This is the mail archive of the
libc-alpha@sourceware.org
mailing list for the glibc project.
Re: The direction of malloc?
- From: Torvald Riegel <triegel at redhat dot com>
- To: Will Newton <will dot newton at linaro dot org>
- Cc: Siddhesh Poyarekar <siddhesh at redhat dot com>, OndÅej BÃlka <neleai at seznam dot cz>, Adhemerval Zanella <azanella at linux dot vnet dot ibm dot com>, libc-alpha <libc-alpha at sourceware dot org>
- Date: Mon, 16 Dec 2013 18:03:09 +0100
- Subject: Re: The direction of malloc?
- Authentication-results: sourceware.org; auth=none
- References: <52A6A0DA dot 1080109 at redhat dot com> <CANu=Dmi32gwk-hQ3dDbj0d4_gs3FWqt02+NmveXH1p03Vm+Mfg at mail dot gmail dot com> <20131210121622 dot GA5416 at domone dot podge> <52A75502 dot 6040500 at linux dot vnet dot ibm dot com> <20131210210541 dot GA19161 at domone dot podge> <20131211023150 dot GA20835 at spoyarek dot pnq dot redhat dot com> <CANu=DmiTFu59qTgP=3Ks6_biCGvGqnis0++mmZdqX6-1FDWaUg at mail dot gmail dot com>
On Wed, 2013-12-11 at 09:15 +0000, Will Newton wrote:
> On 11 December 2013 02:31, Siddhesh Poyarekar <siddhesh@redhat.com> wrote:
> > On Tue, Dec 10, 2013 at 10:05:41PM +0100, OndÅej BÃlka wrote:
> >> > * Should we provide thread cache blocks to do provide some lockless allocation?
> >>
> >> This is most low-hanging fruit that I aim for. We already use tls to
> >> determine arena so this should not be a issue.
> >>
> >> We have fastbins that sorta do this but with several problems.
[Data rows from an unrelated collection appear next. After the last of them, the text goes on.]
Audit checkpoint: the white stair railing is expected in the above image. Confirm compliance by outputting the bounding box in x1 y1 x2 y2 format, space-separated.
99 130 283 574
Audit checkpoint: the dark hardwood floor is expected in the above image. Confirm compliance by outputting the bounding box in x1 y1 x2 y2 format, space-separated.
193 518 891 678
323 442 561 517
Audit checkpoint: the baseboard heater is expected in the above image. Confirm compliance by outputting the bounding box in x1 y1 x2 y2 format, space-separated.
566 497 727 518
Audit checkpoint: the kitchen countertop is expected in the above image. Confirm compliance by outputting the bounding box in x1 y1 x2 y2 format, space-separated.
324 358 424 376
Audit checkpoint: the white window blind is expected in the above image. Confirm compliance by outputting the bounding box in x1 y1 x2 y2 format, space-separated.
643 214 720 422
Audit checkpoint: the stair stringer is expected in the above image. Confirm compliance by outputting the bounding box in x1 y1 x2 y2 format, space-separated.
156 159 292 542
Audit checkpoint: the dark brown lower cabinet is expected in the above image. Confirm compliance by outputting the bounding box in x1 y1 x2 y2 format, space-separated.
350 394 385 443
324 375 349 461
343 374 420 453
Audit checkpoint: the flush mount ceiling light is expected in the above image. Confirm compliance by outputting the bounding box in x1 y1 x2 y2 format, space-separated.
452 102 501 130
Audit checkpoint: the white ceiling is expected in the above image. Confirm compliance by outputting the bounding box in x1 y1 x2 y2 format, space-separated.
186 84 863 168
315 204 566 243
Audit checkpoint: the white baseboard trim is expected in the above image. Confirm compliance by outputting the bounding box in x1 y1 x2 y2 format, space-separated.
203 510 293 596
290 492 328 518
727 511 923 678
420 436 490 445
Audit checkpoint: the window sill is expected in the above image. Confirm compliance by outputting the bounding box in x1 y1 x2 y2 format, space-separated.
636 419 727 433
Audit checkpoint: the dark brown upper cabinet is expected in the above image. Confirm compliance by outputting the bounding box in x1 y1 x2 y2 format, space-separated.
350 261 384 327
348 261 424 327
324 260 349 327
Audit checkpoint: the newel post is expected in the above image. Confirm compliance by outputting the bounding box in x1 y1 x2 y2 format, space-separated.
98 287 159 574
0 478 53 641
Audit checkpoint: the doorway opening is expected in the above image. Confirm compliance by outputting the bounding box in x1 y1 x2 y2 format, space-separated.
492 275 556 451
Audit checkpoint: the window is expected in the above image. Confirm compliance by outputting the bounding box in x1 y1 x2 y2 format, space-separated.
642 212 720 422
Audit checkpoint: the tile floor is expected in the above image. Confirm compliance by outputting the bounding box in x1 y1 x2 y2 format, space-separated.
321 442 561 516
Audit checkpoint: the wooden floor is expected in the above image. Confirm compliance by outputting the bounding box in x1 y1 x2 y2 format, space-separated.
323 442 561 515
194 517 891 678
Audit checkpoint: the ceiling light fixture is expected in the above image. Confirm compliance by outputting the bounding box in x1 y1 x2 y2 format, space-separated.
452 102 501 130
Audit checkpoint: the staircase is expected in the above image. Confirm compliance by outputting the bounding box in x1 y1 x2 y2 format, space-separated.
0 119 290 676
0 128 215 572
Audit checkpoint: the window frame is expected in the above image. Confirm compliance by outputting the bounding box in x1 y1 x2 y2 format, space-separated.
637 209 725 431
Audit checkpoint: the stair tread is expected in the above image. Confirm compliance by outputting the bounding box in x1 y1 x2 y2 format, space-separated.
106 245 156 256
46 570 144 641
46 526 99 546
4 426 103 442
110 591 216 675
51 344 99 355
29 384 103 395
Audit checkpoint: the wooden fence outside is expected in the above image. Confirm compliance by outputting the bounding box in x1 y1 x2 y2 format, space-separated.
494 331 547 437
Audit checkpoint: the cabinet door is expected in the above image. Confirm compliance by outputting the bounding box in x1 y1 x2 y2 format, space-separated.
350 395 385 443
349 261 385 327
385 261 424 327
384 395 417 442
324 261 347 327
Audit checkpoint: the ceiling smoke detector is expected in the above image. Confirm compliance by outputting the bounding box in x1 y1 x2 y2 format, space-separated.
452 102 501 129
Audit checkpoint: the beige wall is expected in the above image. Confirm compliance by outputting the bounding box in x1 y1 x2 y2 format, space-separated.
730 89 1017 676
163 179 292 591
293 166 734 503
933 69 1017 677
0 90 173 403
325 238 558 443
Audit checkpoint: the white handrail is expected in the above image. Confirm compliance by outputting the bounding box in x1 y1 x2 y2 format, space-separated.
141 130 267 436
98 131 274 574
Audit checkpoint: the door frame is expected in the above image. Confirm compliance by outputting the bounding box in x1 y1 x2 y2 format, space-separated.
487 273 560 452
> >> 1. They are not really lockless, for malloc they need a lock, only
> >> freeing will be when bug 15073 gets fixed.
> >>
> >> Second problem is that fastbins are per-arena not per-thread which
> >> forces us to use atomic operations. These are expensive (typicaly more than 50 cycles).
> >>
> >> Moving these to per-thread bins mostly just needs refactoring of current
> >> code to one that makes more sense.
> >
> > With arenas-per-thread, you essentially have contention-free access,
> > which is not the same thing as lock-free, but not much worse. You'll
> > have lock contention in per-thread arenas only when there are more
> > threads than arenas, which in the default case means that you have
> > more threads than twice the number of cores, which is too many threads
> > anyway.
>
> Lock contention would be worse, but still the atomic instructions
> required to lock/unlock the arena is the hottest part of the profile
> on many single-threaded malloc workloads.
That is on ARM I suppose?
> If we are going to get a new malloc or update the old one I think the
> fast path being lock-free should be a requirement.
There's "lock-free", which is a forward progress condition, essentially
stating that independently of what all other threads are doing, at least
one of the concurrent threads will finish the operation in a finite
number of steps.
There's "lock-less", used to roughly state that the code doesn't use
locks (IOW, is nonblocking). If it's still concurrent code, it will
have to use atomic instructions though, and in many cases more of them
than if you'd grab a single lock.
Which one do you mean? Or were you thinking about using nonconcurrent
code by using per-thread data if possible?